Select Dynamic (BGP) routing option and create a new Cloud Router. Set Google ASN to 65000. Create a new BGP session, set Peer ASN (pfSense) to 65001. Enter Cloud Router BGP IP of 169.254.0.1, and BGP peer IP (pfSense) of 169.254.0.2
Note the external public IP address of the Cloud VPN.
pfSense IPsec configuration
Use the Jump VM web browser for these steps in the pfSense web interface:
Set Remote Gateway to the Google Cloud VPN external public IP recorded previously.
Set “My identifier” to be “IP address” and enter the external public IPv4 address of the home network recorded earlier.
Enter the Pre-Shared Key generated for the Google Cloud VPN tunnel
It may not be possible to paste the key in to the VM console – visit https://pastebin.com and create a new “Burn after reading” paste with the key and then access the paste from the Jump VM to retrieve the key.
Set the Phase 1 Encryption Algorithm to AES256-GCM
Set Life Time to 36000
Save and apply changes
Show P2 entries, Add P2
Mode: Routed (VTI)
Local network: Address, BGP IP 169.254.0.2
Remote network: Address, BGP IP 169.254.0.1
AES, 128 bits
AES128-GCM, 128 bits
Hash Algorithms: SHA256
PFS key group: 14 (2048 bit)
Save, Apply changes
Click on Firewall | Rules, select IPsec from along the top, Add a new rule
Set Protocol to Any
Save rule, Apply changes
pfSense BGP configuration
Go to System | Package Manager, click on Available Packages, search for “frr”. Install “frr”. This will connect out to the Internet to retrieve the packages. Wait for it to complete successfully.
Go to Services | FRR Global/Zebra
Enter a master password.
Set Syslog Logging to enabled and set Package Logging Level to Extended
Click on Access Lists along the top
Add a new Access List
Access List Entries: set Sequence to 0, set Action to Permit, check box for Source Any
Click on Prefix Lists along the top
Add a new Prefix List
Prefix List Entries: set Sequence to 0, set Action to Permit, check box for Any
Click on BGP along the top
Enable BGP Routing
Set Local AS to 65001 (GCP Cloud Router was set to 65000)
Set Router ID to 169.254.0.2 (GCP Cloud Router was set to 169.254.0.1)
Set Hold Time to 30
At the bottom, set Networks to Distribute to 192.168.1.0/24
Click Neighbors along the top, add a new Neighbor
Remote AS: 65000
Prefix List Filter: IPv4-any, for both Inbound & Outbound
Path Advertise: All Paths to Neighbor
In pfSense, click on Status | FRR
In the Zebra Routes area, you should see “B>*” entries for subnets in the GCP VPC “via 169.254.0.1” (BGP IP of GCP Cloud Router)

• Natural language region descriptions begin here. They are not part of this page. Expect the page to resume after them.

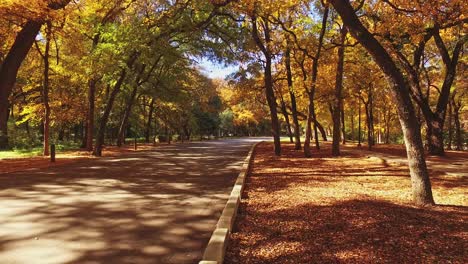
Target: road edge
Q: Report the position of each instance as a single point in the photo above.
(216, 248)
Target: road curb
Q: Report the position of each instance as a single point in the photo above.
(216, 248)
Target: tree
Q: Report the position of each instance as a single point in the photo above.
(421, 185)
(16, 55)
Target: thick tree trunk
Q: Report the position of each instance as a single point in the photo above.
(435, 120)
(311, 93)
(338, 100)
(297, 132)
(421, 185)
(11, 64)
(9, 70)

In the BGP Routes area, should see Networks listed for GCP VPC subnets, with Next Hop of 169.254.0.1 (BGP IP of GCP Cloud Router) and Path of 65000 (GCP Cloud Router ASN)

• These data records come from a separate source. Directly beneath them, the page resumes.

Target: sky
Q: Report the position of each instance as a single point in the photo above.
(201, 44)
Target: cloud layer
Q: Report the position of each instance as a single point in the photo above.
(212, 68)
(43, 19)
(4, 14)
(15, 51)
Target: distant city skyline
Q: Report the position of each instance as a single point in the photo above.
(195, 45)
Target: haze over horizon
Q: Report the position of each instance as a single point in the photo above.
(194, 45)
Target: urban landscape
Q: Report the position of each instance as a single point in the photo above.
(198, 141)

BGP Neighbors should list 169.254.0.1 as a neighbor with remote AS 65000, local AS 65001 and a number of “accepted prefixes” which are the VPC subnets.
Visit the Cloud VPN area in Google Cloud Console, the VPN Tunnel should show Established, and the BGP session should also show BGO established.

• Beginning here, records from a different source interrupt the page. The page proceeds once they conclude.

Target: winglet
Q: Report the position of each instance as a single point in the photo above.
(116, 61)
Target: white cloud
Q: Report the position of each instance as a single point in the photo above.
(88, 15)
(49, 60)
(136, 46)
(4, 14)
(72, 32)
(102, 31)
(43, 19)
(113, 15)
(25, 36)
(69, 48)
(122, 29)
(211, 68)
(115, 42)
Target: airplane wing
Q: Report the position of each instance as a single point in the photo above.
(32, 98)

Visit the VPC and click on its Routes. There should be one listed for the on-premise pfSense LAN, 192.168.1.0/24 via next hop 169.254.0.2.
At this point, VMs in GCP should be able to communicate with VMs in the on-premise pfSense LAN 192.168.1.0/24 network.
Create a GCE instance with no public IP and attach it to the VPC subnet. Make sure firewall rules apply to the instance permit ingress traffic from 192.168.1.0/24 network and permit the appropriate ports and protocols:
TCP 22 for SSH
TCP 3389 for RDP
If things are not connecting, double-check everything, but also be sure to check the logs in pfSense and in GCP Cloud Logging. The most frequent issue I encountered was a mismatch of proposals by not selecting the right ciphers for the tunnel, or not setting my identifier properly. Also consider how firewall rules will impact communication.
Finally, the settings outlined here are obviously not meant for production use. I don’t claim to understand BGP any more than what it took to get pfSense working with Cloud VPN, so some of the settings I recommend could be enhanced and tightened from a security perspective. As always, your mileage may vary.